According to my reading, the word in German is Jungchen. This is the dimunitive of Junge which means boy or young one. Kid seems a little direct/demeaning to me, but then I’m not a native German speaker and I would guess that the translator thought for a while about translating it as nothing better springs to mind.

Joshua Gans
15 years ago

Thanks, jesky. A bit of googling confirms what you say, and also unearths two book reviews that vindicate me. A certain Amy Todd hits the nail on the head:

The novel is beautifully translated by Carol Brown Janeway. The only false note is Hanna’s continual use of the word ‘kid’ translated from the German ‘Jungchen’. This is perfectly correct; but lends Hanna’s speech a Humphrey Bogart-ish jauntiness that doesn’t really fit in with her character.

Not to mention it just sounds too American. (Maybe it should have been ‘kiddo’.) Meanwhile, a certain Alex Hamburger doesn’t even agree that kid is ‘perfectly correct’:

“Jungchen” is an outdated term in a way “kid” isn

Nadine
Nadine
13 years ago

Beeing a German native (who has finally managed to see the film) I might explain the word “Jungchen” a little bit more detailed. As Jesky said, “Jungchen” is the diminutive of the word “der Junge” which means rather boy than “the young one”.

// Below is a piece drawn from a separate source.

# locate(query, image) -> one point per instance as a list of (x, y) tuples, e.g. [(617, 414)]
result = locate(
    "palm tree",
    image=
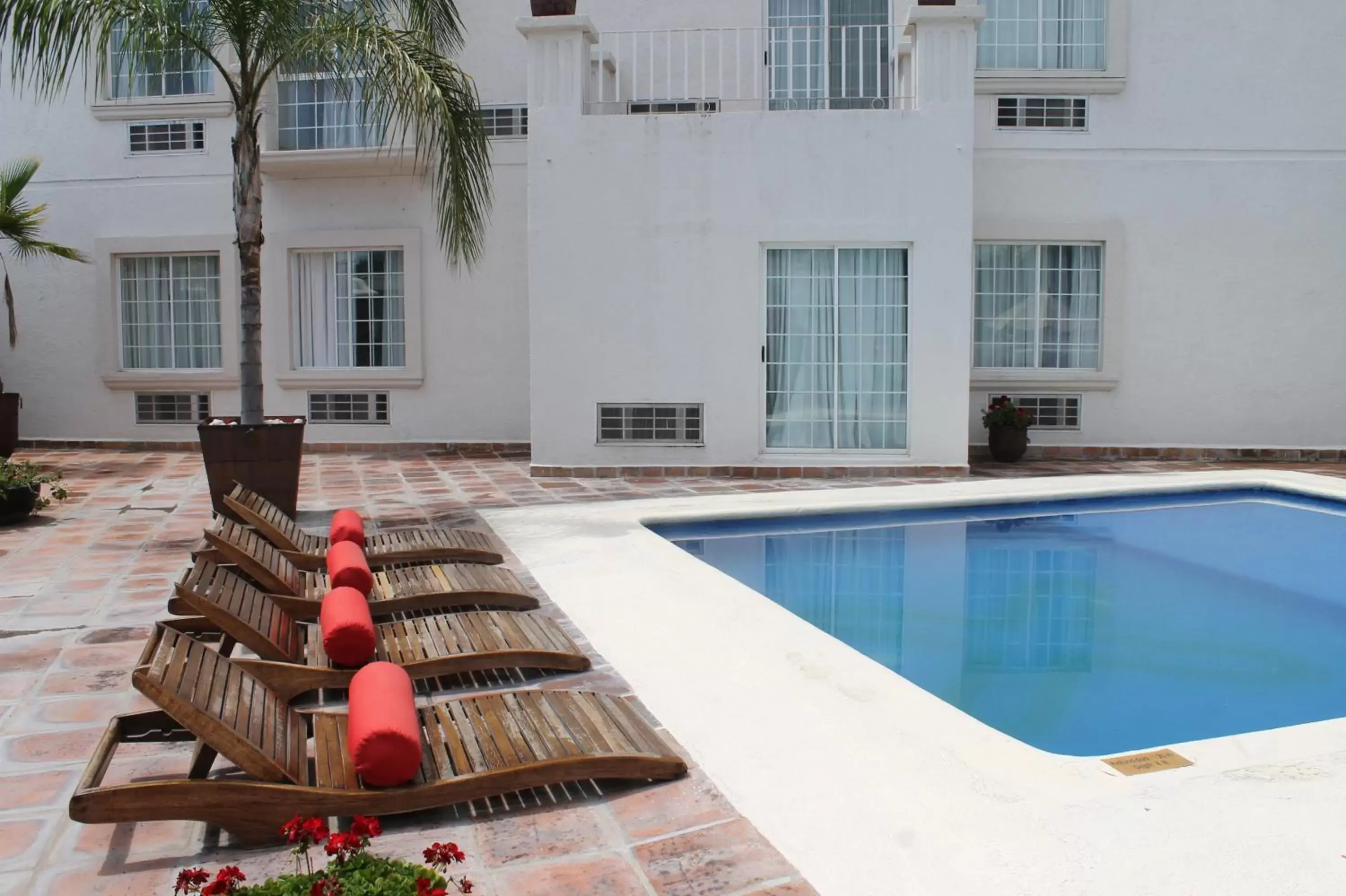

Altough, “jung” means “young” the word “Jungchen” can´t be translated into “the young one”. That’s because, there are three articles in German (der, die, das = male, female, neuter) and by altering them the meaning of a word might change and that´s why “der Junge” (the boy) or “das Junge” (the hatchling) have different meanings. In German diminutives are formed by adding the affix “-chen” or “-lein” to a noun. There are more affixes in the different dialects. “Jungchen” means something like “little [or] young boy”. The expression “Jungchen” can´t be used in order to describe a hatchling or young girl (or female animal) in a diminutive way, it´s only used for males.

Anyway, in my opinion, the translation “kiddo” is the best one, although it doesn´t capture the fact, that a male person is meant by it.